Tern gave a jerky nod and took Nadia’s arm. They backed out of the way. Nadia’s muffled moans answered the silent screams of horror inside her head. They wrapped their arms around each other and tried to offer as much comfort as they could in the awful, gruesome reality.
“I need a camera.” Mac glanced at Robert and Gage. Gage was the first to respond. He silently headed to his cabin. Robert hadn’t moved. He seemed trapped, his eyes large and opened wide, fixated on what remained of Lucky. Gage returned and handed Mac the camera, who methodically took pictures of Lucky from every angle. “We need something to put…store his head in.”
“The cooler?” Gage suggested. “We can store it in the ice of the glacier and mark it with the GPS for the authorities.”
“Good idea.” Together they packed the head into the cooler. “Robert?” Mac turned toward Robert. “Robert!”
He jerked free from his trance. “Yeah, what?”
“Stay with the women.” Mac handed him a pistol from his waistband, thought better of it and walked over to Tern and offered the weapon to her. “Keep an eye out.”
Tern tightened her fingers around the butt of the gun and looked around the clearing. She gave a tight nod.
Gage entered the cabin for his GPS, and then returned to help Mac dispose of what was left of Lucky.
“Guess his luck finally ran out,” Robert said, watching the men head out of camp.
“Oh God, you…you bastard.” Nadia hauled off and slapped him.

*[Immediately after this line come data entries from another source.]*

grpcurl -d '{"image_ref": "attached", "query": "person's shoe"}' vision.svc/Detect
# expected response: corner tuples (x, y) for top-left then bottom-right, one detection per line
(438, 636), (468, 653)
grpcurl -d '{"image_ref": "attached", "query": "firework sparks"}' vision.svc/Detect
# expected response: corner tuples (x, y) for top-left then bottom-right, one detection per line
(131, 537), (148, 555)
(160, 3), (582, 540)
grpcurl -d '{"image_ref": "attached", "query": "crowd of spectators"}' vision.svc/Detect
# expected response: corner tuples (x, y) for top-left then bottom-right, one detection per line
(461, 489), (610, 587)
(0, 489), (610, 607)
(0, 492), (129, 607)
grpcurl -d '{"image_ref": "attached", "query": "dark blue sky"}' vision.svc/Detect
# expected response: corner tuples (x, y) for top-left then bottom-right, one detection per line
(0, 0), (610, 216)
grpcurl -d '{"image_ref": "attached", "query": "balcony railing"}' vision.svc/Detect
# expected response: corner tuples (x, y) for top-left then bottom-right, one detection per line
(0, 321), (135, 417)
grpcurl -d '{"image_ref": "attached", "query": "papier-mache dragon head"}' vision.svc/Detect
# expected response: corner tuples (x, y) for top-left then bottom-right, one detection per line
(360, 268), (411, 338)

That seemed to break the spell Robert had been under. His hand covered his reddening cheek. “Sorry, I deserved that.” He looked around the campsite. “Let’s…uh…return to one of the cabins. I don’t know about you, but I don’t want to look at…that anymore.” He pointed to the stump stained in blood.
Stained with Lucky’s blood.
Unable to speak over the grief threatening to drown her, Tern led the way to her cabin. Nadia curled up on her bunk into the fetal position while Tern sat at the head of hers and wrapped her arms around her knees. The gun hung in her hand in case she needed to use it. Robert sank onto the foot of her sleeping bag.
“Who would have done something like that?” he asked under his breath.